At last, with a sudden movement, as though she had realised that there was little time to waste, she broke from him and stood up, wiping her eyes with her handkerchief; then, with that strange note of fierceness, so foreign to the old mild Katherine, she said:

“But now I see—I see everything. What Millie said is true—I can’t have it both ways, I’ve got to choose. Mother doesn’t care for anything so much as for beating Philip, for humiliating him, for making him do everything that she says. That other woman too—she’d like to see him humiliated, laughed at—I know that she’s like that, cruel and hard.

“And he’s only got me in all the world. I can beat that other woman only by showing her that I’m stronger than she is.
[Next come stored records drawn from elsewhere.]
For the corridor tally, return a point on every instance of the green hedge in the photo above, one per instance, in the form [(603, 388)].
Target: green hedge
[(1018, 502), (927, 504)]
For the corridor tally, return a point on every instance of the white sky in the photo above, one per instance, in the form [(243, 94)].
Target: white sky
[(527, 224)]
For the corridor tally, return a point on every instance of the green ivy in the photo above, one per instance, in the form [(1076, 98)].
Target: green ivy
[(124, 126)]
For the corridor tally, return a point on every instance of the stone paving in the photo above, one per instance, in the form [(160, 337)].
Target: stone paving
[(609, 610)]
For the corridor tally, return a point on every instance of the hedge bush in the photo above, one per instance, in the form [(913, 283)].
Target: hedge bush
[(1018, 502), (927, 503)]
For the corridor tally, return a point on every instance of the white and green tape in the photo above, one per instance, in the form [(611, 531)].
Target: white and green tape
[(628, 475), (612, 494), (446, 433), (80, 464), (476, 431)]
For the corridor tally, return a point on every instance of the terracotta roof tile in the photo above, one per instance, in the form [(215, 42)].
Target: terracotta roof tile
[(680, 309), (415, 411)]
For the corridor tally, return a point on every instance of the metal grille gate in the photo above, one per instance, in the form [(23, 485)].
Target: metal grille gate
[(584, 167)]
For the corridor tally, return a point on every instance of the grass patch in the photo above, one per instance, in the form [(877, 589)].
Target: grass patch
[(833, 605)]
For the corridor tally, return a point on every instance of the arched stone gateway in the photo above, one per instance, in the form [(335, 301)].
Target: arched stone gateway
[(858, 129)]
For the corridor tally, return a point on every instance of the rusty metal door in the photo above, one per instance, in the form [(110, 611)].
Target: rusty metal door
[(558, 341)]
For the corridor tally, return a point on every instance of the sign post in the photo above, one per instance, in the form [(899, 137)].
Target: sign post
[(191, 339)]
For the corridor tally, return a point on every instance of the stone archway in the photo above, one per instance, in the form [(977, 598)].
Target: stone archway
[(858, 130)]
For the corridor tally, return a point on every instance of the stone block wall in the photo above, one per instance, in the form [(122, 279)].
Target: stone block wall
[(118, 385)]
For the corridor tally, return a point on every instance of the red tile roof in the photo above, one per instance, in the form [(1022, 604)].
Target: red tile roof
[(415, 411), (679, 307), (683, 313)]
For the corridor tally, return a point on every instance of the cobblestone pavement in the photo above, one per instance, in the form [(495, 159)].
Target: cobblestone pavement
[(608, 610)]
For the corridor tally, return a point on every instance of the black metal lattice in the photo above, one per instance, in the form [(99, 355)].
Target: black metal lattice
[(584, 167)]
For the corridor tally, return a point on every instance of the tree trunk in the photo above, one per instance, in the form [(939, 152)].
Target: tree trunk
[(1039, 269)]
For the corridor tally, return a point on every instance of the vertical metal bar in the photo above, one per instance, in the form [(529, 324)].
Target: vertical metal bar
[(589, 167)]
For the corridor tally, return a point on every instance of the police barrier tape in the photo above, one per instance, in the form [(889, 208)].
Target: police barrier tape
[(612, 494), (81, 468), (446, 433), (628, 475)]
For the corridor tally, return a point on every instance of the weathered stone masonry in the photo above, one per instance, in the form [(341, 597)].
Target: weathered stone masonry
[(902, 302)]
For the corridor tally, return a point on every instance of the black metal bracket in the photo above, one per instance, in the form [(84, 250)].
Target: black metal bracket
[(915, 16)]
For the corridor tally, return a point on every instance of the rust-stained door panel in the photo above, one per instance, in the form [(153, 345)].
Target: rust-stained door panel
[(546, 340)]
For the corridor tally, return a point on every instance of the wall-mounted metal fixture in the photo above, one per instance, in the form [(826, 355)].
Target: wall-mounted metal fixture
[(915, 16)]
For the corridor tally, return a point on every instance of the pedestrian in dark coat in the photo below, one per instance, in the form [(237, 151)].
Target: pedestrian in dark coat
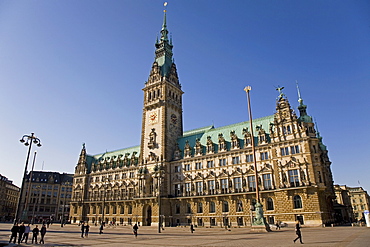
[(25, 234), (298, 232), (87, 229), (14, 230), (35, 233), (22, 228), (42, 232), (135, 228), (82, 230), (192, 228)]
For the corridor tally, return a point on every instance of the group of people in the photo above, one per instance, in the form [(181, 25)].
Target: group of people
[(21, 232), (85, 229)]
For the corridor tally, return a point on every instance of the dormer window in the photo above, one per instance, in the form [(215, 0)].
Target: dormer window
[(210, 147), (221, 142)]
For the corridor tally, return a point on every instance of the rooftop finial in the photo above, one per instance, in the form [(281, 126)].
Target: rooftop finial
[(281, 94), (300, 100), (164, 31)]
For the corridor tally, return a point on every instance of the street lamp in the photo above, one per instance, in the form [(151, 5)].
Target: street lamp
[(259, 223), (27, 140), (67, 184), (38, 188), (106, 182), (158, 169)]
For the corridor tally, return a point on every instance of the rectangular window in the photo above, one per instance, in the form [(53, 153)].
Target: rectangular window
[(187, 167), (235, 160), (284, 151), (177, 189), (251, 183), (211, 185), (237, 183), (249, 158), (264, 156), (224, 184), (222, 162), (210, 164), (198, 165), (187, 187), (293, 178), (267, 181), (199, 186)]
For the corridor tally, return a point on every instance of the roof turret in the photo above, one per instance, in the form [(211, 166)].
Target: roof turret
[(303, 117)]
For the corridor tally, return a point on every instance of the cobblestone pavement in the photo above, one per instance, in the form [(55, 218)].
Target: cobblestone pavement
[(70, 235)]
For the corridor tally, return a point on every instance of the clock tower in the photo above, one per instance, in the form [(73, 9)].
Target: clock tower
[(162, 112)]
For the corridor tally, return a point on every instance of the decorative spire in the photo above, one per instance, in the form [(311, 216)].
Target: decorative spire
[(281, 94), (300, 100), (164, 30), (303, 117), (164, 48)]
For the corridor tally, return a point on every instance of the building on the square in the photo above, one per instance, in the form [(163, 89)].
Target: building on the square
[(9, 193), (355, 200), (205, 176), (46, 196)]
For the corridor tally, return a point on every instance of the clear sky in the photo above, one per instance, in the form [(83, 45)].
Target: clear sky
[(72, 72)]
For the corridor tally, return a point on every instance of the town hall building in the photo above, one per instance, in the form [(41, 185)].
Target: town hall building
[(206, 176)]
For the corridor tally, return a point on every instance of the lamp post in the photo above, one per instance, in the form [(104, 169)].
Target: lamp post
[(64, 203), (158, 170), (259, 223), (106, 182), (28, 196), (27, 140), (37, 187)]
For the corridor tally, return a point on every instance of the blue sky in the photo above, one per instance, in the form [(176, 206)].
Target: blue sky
[(72, 72)]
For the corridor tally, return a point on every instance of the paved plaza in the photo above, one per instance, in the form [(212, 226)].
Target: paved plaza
[(70, 235)]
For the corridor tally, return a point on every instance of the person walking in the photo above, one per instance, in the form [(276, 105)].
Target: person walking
[(277, 224), (101, 228), (25, 234), (35, 233), (22, 228), (42, 232), (135, 228), (82, 229), (87, 229), (14, 230), (298, 232)]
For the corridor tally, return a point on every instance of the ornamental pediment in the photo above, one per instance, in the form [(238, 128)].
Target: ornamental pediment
[(266, 168)]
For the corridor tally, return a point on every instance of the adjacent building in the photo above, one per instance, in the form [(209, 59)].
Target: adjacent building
[(46, 196), (9, 193), (352, 202), (206, 176)]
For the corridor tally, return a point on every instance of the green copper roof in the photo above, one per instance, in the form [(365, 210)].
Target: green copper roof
[(202, 133)]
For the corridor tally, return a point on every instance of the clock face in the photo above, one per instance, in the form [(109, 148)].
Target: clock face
[(173, 119), (153, 117)]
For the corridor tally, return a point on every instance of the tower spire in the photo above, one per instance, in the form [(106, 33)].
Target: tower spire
[(164, 47), (164, 30), (303, 117)]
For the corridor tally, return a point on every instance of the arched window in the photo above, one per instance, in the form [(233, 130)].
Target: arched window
[(177, 209), (297, 201), (200, 208), (270, 204), (239, 206), (212, 207), (225, 206), (188, 208), (253, 204)]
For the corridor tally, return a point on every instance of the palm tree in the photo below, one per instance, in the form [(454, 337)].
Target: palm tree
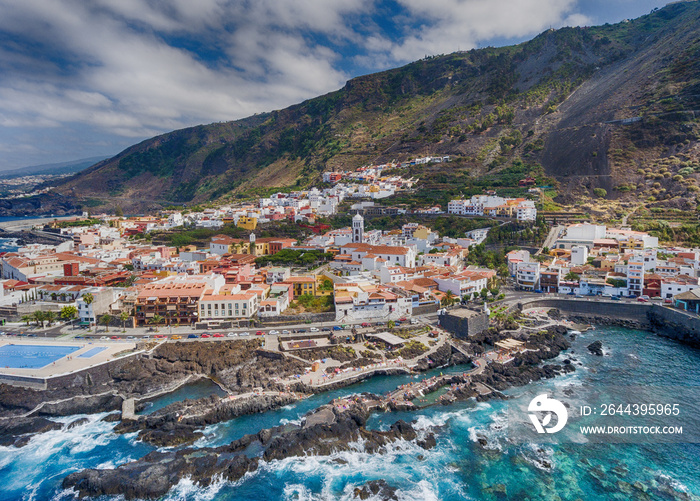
[(124, 316), (50, 316), (39, 318), (68, 312), (156, 320), (88, 300)]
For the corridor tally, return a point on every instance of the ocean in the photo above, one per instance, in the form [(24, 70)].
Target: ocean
[(458, 468), (10, 244)]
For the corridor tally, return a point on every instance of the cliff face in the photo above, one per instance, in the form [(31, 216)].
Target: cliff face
[(557, 100)]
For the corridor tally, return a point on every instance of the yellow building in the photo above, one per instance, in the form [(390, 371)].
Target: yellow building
[(248, 223), (302, 285), (422, 232), (319, 291)]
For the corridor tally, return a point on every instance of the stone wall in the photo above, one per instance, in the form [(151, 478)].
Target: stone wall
[(425, 310), (463, 323), (298, 319)]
I thought once that it was Phil who would take me and look after me, but now it is I that must look after him.

“If we stay, if we do as Mother wishes, we shall never escape. I love everything here, I love them all, I can’t leave them unless I do it now, now! Even to-morrow I shall be weak again. Mother’s stronger than we are. She’s stronger, I do believe, than anyone. Uncle Tim, we must go to-night!”

“To-night!” he repeated, staring at her.

“Now, at once, in an hour’s time. We can drive to Rasselas. There’s the London Express at eight o’clock. It’s in London by midnight. I can wire to Rachel. She’ll have me. We can be married, by special licence, to-morrow!”
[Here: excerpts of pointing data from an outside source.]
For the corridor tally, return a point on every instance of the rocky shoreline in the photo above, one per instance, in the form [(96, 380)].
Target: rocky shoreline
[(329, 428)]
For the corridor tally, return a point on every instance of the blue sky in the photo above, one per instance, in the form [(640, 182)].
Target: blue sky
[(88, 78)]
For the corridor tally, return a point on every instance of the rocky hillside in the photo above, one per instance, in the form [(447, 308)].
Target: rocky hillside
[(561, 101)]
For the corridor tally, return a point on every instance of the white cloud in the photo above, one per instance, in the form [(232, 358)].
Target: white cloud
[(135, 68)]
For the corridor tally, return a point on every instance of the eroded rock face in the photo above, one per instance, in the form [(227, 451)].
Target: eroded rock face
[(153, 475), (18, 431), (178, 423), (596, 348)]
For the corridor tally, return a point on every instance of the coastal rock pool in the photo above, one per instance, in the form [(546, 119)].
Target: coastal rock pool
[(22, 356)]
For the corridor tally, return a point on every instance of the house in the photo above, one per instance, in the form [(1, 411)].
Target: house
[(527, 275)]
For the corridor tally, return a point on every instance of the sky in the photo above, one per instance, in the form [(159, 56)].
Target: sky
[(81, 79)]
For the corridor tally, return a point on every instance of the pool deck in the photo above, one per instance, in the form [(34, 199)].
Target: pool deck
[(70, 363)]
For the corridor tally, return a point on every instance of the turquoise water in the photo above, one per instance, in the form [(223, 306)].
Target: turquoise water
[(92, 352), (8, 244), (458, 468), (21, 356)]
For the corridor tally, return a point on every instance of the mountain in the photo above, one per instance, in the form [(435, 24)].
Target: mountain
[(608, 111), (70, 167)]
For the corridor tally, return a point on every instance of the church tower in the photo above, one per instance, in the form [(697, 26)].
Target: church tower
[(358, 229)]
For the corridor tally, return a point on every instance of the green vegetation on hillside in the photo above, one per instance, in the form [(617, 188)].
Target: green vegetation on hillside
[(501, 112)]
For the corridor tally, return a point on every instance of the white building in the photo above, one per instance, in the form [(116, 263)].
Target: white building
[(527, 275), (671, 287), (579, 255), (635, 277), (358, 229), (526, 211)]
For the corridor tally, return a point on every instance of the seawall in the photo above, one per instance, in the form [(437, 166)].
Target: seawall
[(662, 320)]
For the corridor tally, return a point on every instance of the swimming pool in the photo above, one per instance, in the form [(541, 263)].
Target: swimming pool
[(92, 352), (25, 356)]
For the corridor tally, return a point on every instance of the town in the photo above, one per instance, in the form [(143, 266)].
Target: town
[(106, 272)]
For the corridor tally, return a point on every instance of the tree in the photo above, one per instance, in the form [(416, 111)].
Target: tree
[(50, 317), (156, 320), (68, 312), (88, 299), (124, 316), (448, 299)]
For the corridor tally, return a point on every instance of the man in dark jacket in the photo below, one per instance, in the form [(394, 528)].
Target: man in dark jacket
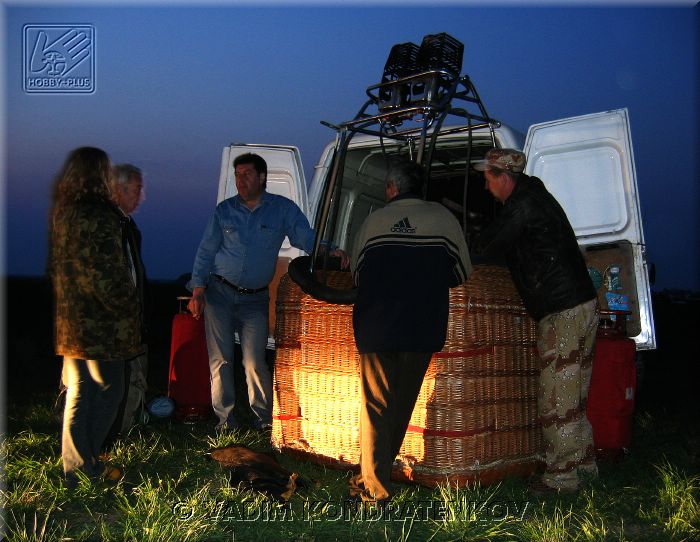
[(533, 233), (406, 257)]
He did not seem astonished by her impetuosity. He got up slowly from his chair, knocked over with his elbow the blotting-paper upon which were the dried flowers, swore, bent down and picked them up slowly one by one, rose at last and, very red in the face with his exertions, looked at her. Then he smiled gently, stroking his fingers through his beard.

“My dear, how you’ve changed!” he said.

“You understand, Uncle Tim,” she urged. “I couldn’t tell Millie. They’d make it bad for her afterwards, and it would hurt Mother too. I don’t want Mother to be left alone. It’s the only thing to do. I saw it all in a flash this evening when Mother was speaking. Even to-morrow may be too late, when I see the garden again and the village and when they’re all kind to me. And perhaps after all it will be all right. Only I must show them that Phil comes first, that if I must choose, I choose Phil.”

She paused, breathlessly. He was grave again when he spoke:

“You know, my dear, what you are doing, don’t you? I won’t say whether I think you right or wrong. It’s for you to decide, and only you. But just think. It’s a tremendous thing. It’s more than just marrying Philip. It’s giving up, perhaps, everything here—giving up Garth and Glebeshire and the house. Giving up your Mother may be for ever. I know your Mother. It is possible that she will never forgive you.”

Katherine’s under lip quivered. She nodded her head.

“And it’s hurting her,” he went on, “hurting her more than ever anything has done. It’s her own fault in a way. I warned her long ago. But never mind that. You must realise what you’re doing.”